Laut ZDF-Intendant Schächter ist die bisherige Zurückhaltung der öffentlich-rechtlichen Sender auf dem Weg zu HDTV durch "die realen Entwicklungen am Markt inzwischen bestätigt" . Vermutlich spielt er auf die noch teure Technik auf Seiten der Sender und die erst zögerliche und mittlerweile schnellere Verbreitung HDTV-fähiger Flachbildfernseher an. Doch die Digitalisierung der kompletten Produktions- und Übertragungskette bis hin zu den Endgeräten sorge in naher Zukunft dafür, dass die Voraussetzungen für eine Einführung von HDTV deutlich besser seien als in früheren Jahren, heißt es seitens des ZDF.

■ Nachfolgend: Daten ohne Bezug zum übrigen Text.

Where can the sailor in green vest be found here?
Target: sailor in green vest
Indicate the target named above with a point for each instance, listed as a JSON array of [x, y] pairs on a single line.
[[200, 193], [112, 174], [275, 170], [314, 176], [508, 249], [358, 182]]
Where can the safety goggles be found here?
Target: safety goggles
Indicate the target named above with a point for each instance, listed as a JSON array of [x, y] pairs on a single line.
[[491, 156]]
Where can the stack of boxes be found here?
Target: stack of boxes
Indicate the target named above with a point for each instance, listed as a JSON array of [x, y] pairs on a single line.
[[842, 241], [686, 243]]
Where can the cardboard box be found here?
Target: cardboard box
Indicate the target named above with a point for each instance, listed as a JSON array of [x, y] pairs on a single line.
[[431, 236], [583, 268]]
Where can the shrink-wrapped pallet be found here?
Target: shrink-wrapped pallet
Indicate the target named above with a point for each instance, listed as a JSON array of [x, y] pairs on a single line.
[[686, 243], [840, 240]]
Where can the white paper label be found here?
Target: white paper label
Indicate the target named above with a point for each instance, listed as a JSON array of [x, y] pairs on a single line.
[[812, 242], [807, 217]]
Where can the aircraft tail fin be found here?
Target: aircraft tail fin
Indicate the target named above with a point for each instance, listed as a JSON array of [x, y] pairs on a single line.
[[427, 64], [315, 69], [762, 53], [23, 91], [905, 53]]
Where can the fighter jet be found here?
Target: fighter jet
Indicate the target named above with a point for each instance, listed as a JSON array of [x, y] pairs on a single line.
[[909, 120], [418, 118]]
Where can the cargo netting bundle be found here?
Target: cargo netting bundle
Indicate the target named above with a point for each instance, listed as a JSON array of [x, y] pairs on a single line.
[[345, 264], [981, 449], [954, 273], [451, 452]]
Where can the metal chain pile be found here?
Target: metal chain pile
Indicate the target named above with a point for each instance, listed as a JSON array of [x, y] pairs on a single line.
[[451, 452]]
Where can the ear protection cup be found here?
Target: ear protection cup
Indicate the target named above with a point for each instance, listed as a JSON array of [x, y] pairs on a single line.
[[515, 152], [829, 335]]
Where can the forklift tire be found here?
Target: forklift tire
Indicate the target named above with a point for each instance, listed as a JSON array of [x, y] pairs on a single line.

Dennoch sind die Privatsender ProSieben und Sat.1 erst kürzlich aus Kostengründen wieder aus HDTV ausgestiegen – da noch zu wenige Zuschauer die Sendungen in HD empfangen könnten. Bis 2010 dürfte sich das aber geändert haben.
Auf dem 17. Symposium der Deutschen TV-Plattform diskutieren Fernsehschaffende und Industrievertreter, Techniker und Manager über den Weg zu HDTV. Die Deutsche TV-Plattform ist ein Zusammenschluss von Programmherstellern und -anbietern, privaten und öffentlich-rechtlichen Sendern, Netzbetreibern, Bundesministerien und Landesregierungen, Forschungsinstituten und anderen mit der Zukunft des Fernsehens befassten Unternehmen.